2. Sample size used for the test set and the data provenance
- This information is not provided in the document. No specific test set or data provenance is mentioned.
3. Number of experts used to establish the ground truth for the test set and the qualifications of those experts
- This information is not provided in the document. No ground truth establishment using experts is described for a test set.
4. Adjudication method (e.g., 2+1, 3+1, none) for the test set
- This information is not provided in the document.
5. If a multi-reader multi-case (MRMC) comparative effectiveness study was done, If so, what was the effect size of how much human readers improve with AI vs without AI assistance
- No MRMC comparative effectiveness study is mentioned. This device is a "4D Viewer" for displaying and analyzing images, not an AI-assisted diagnostic tool.
6. If a standalone (i.e. algorithm only without human-in-the loop performance) was done
- This information is not provided. The device is described as software for displaying and analyzing images, implying human interaction is central to its intended use. There is no mention of a standalone algorithmic performance evaluation.
7. The type of ground truth used (expert consensus, pathology, outcomes data, etc.)
- This information is not provided.
8. The sample size for the training set
- This information is not provided in the document. The device is a "software package" and does not explicitly state the use of machine learning models requiring training data in the context provided.
9. How the ground truth for the training set was established
- This information is not provided in the document.

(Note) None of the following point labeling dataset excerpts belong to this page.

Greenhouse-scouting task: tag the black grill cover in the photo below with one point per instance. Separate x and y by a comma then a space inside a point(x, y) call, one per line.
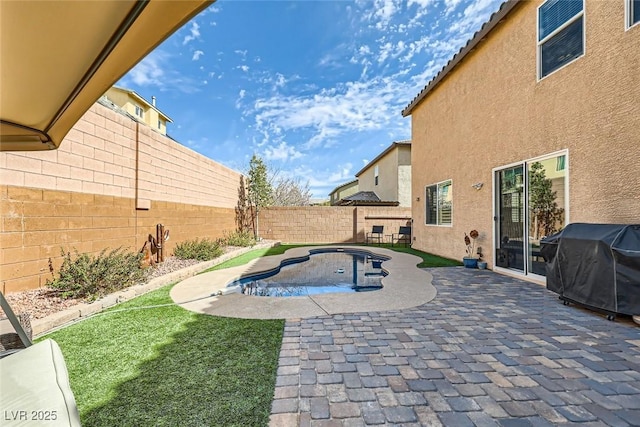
point(597, 265)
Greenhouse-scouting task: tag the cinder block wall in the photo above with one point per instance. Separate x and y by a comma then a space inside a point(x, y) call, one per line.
point(329, 224)
point(108, 185)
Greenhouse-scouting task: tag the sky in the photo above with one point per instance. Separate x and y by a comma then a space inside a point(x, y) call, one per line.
point(315, 88)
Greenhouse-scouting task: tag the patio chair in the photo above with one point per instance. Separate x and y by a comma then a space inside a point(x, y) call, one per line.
point(403, 235)
point(34, 377)
point(375, 234)
point(20, 339)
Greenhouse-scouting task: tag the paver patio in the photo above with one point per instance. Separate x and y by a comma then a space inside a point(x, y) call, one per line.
point(488, 350)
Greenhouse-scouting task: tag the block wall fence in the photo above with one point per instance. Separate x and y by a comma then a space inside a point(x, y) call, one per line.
point(107, 186)
point(329, 224)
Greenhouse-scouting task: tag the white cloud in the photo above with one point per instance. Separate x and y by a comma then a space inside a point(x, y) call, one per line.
point(369, 105)
point(384, 12)
point(194, 33)
point(196, 55)
point(343, 174)
point(451, 5)
point(421, 3)
point(157, 69)
point(282, 152)
point(241, 96)
point(473, 17)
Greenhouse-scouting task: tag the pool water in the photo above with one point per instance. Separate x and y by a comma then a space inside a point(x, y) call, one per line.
point(323, 272)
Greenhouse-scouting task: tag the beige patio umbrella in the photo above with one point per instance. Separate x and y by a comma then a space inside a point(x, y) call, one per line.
point(58, 57)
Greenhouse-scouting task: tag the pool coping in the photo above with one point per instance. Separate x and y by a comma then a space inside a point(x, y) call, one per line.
point(405, 286)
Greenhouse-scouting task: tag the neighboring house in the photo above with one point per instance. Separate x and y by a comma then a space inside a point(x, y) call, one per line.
point(532, 125)
point(345, 190)
point(365, 198)
point(388, 176)
point(139, 108)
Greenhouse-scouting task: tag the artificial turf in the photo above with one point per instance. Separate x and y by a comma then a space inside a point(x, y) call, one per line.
point(149, 362)
point(141, 365)
point(428, 260)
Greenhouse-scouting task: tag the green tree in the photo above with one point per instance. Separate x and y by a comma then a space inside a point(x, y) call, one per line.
point(545, 213)
point(260, 192)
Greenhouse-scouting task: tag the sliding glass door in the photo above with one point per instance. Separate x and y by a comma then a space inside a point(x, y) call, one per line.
point(510, 218)
point(530, 204)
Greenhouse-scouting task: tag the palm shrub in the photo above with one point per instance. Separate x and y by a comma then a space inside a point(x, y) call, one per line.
point(202, 250)
point(89, 277)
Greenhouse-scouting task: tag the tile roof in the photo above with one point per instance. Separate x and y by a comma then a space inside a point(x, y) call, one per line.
point(384, 153)
point(472, 43)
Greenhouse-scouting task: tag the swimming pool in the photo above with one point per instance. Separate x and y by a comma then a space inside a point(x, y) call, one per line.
point(323, 271)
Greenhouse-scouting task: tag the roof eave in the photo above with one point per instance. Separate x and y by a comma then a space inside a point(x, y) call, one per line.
point(393, 145)
point(506, 7)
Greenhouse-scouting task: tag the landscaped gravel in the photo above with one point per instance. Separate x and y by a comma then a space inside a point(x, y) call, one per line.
point(42, 302)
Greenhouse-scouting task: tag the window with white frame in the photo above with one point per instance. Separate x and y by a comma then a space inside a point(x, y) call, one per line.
point(560, 34)
point(633, 12)
point(439, 203)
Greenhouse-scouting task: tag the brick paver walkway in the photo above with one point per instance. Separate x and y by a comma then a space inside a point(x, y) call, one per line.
point(489, 350)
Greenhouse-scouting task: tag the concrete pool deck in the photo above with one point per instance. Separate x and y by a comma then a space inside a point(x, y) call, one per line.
point(405, 286)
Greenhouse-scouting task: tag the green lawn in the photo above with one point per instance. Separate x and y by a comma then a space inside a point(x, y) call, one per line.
point(149, 362)
point(428, 260)
point(166, 366)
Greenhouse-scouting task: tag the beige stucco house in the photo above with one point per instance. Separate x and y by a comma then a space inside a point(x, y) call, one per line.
point(139, 108)
point(343, 190)
point(534, 124)
point(389, 175)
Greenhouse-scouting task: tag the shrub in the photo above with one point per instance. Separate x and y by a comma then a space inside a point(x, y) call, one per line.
point(90, 277)
point(202, 250)
point(239, 238)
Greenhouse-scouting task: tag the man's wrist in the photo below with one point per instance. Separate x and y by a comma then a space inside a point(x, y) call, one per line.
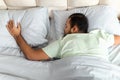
point(17, 37)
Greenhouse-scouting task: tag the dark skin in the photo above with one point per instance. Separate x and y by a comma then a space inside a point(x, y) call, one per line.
point(39, 54)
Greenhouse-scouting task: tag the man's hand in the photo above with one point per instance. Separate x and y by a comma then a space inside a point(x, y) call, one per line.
point(15, 31)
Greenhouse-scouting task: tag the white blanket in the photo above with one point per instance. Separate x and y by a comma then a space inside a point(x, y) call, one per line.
point(71, 68)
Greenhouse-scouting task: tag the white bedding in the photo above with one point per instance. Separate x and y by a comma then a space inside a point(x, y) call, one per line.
point(71, 68)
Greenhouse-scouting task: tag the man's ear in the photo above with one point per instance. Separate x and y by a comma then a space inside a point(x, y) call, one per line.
point(75, 29)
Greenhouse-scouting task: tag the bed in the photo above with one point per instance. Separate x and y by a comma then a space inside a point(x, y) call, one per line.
point(42, 23)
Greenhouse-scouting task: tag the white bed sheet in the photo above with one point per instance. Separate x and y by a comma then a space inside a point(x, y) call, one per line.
point(71, 68)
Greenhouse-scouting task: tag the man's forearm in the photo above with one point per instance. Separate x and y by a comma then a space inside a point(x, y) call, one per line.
point(30, 53)
point(27, 50)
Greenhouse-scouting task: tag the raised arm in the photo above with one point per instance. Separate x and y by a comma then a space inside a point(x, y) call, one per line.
point(30, 53)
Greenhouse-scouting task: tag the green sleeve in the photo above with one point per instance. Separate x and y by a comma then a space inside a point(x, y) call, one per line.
point(52, 50)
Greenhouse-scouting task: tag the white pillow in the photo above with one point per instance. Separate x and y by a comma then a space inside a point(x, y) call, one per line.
point(34, 23)
point(99, 17)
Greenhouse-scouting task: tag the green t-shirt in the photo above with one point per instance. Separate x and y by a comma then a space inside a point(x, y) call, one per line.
point(95, 43)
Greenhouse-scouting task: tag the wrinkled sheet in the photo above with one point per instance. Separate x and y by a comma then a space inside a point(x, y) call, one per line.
point(71, 68)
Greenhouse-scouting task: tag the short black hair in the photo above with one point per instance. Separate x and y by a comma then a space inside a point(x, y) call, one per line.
point(79, 20)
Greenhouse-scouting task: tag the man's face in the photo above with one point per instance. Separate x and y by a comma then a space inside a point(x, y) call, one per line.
point(67, 29)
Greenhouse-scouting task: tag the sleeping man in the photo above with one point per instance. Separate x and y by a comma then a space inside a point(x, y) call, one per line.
point(76, 41)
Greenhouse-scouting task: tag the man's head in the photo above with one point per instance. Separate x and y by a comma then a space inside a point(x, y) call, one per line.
point(76, 23)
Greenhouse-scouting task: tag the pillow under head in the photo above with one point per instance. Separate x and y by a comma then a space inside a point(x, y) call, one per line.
point(99, 17)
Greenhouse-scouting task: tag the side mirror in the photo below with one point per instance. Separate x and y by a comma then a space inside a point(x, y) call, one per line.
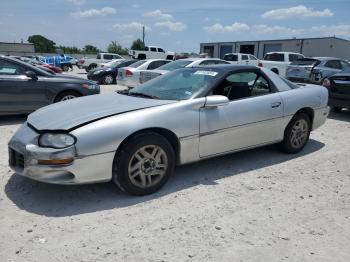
point(216, 100)
point(31, 75)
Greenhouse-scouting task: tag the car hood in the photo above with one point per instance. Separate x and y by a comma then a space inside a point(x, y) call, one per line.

Summary of the document's approach:
The manufacturer, Toshiba America Medical Systems, Inc., pursued a 510(k) premarket notification for the USWP-100A, 4D Viewer radiological device. The primary method for demonstrating safety and effectiveness was by establishing substantial equivalence to a previously cleared predicate device, the Toshiba Aplio XG; SSA-790A V2.2 [K081065].

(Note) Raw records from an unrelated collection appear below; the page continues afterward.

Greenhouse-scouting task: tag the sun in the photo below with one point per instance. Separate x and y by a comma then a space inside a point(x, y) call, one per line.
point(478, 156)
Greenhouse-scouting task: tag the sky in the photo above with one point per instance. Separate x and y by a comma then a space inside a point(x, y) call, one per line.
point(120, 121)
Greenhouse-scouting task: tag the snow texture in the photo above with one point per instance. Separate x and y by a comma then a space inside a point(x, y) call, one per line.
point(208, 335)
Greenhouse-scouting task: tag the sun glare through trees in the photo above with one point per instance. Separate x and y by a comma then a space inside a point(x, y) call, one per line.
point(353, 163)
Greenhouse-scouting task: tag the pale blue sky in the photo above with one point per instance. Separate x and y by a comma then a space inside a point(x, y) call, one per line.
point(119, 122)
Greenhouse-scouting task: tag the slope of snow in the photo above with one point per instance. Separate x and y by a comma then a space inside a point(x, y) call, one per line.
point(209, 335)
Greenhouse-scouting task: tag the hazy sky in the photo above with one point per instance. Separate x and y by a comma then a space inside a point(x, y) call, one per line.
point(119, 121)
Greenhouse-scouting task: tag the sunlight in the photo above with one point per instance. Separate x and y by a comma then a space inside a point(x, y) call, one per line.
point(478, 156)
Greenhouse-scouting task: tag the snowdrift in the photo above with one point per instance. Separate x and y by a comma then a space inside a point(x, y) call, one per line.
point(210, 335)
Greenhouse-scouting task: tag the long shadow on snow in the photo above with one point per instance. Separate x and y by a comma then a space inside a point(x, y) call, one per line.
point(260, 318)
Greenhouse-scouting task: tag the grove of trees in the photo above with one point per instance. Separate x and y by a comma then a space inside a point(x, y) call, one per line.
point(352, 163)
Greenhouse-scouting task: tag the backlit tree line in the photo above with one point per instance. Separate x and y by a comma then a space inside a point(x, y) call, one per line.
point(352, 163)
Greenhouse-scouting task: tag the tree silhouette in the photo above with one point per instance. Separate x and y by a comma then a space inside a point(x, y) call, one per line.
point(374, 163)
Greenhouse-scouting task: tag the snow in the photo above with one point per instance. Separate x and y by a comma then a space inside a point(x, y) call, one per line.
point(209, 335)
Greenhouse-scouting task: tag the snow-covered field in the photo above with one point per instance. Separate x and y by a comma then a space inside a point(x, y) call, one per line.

The rationale for substantial equivalence is based on:
- The device being a "software package" with "measurement packages that were cleared on the predicate device."

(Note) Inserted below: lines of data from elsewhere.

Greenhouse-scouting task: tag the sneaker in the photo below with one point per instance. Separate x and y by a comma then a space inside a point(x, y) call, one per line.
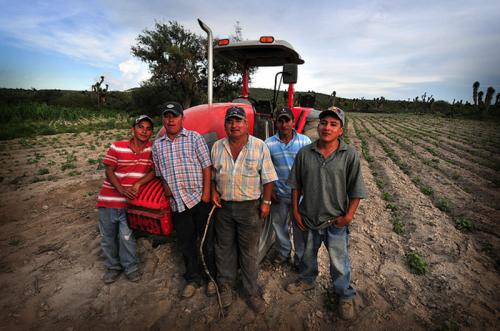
point(298, 286)
point(189, 290)
point(111, 275)
point(211, 289)
point(134, 276)
point(346, 309)
point(280, 259)
point(257, 304)
point(226, 296)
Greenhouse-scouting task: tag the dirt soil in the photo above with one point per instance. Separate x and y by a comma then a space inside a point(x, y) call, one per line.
point(51, 264)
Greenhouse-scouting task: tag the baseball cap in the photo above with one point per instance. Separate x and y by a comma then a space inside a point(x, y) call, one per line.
point(335, 111)
point(237, 112)
point(172, 107)
point(140, 118)
point(285, 112)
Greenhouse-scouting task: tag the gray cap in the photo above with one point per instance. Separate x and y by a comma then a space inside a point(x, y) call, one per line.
point(140, 118)
point(172, 107)
point(237, 112)
point(285, 112)
point(335, 111)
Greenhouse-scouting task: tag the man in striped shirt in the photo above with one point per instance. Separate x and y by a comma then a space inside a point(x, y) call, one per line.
point(182, 160)
point(243, 175)
point(128, 167)
point(283, 147)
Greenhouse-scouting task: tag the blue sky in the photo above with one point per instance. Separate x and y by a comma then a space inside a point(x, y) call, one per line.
point(395, 49)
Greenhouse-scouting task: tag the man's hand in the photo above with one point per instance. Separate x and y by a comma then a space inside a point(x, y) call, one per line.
point(298, 220)
point(205, 197)
point(264, 210)
point(216, 199)
point(126, 192)
point(342, 221)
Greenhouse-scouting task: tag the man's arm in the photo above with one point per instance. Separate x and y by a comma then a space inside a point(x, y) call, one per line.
point(135, 188)
point(266, 196)
point(344, 220)
point(207, 176)
point(110, 175)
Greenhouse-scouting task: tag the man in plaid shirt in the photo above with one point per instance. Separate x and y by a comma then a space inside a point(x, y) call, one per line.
point(243, 175)
point(182, 160)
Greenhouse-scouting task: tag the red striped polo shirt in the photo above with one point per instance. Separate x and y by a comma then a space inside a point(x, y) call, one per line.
point(129, 168)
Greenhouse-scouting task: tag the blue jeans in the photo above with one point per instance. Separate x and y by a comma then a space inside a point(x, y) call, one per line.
point(118, 243)
point(237, 230)
point(281, 213)
point(336, 241)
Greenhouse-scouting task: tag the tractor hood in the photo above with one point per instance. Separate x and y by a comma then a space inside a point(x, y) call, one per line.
point(253, 53)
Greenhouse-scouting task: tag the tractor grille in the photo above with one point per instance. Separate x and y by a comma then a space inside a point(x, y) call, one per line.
point(150, 211)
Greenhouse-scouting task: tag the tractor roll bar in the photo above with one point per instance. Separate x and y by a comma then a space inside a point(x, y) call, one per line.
point(210, 59)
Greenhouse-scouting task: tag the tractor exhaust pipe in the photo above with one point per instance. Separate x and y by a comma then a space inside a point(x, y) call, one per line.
point(210, 59)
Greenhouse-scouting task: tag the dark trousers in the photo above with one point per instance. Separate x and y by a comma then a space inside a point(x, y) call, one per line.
point(189, 226)
point(238, 229)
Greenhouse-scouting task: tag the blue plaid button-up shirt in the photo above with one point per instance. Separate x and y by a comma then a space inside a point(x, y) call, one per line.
point(180, 163)
point(283, 156)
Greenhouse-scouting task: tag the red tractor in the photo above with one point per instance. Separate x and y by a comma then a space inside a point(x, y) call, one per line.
point(208, 119)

- Displaying and analyzing ultrasound images for medical diagnosis in obstetric/gynecology and general examinations, which are "identical to those included with the predicate device."
- "No new indications for use that are not already available in devices already marketed in the U.S."
- The device provides "information to the user that is similar to that which is provided by the predicate device" and is "obtained in a manner that is similar to the predicate device."
Therefore, the submission relies on the prior clearance of the predicate device and the assertion that the new device does not introduce new safety or effectiveness concerns, indications, or functions. It does not present a de novo performance study with specific acceptance criteria and performance metrics.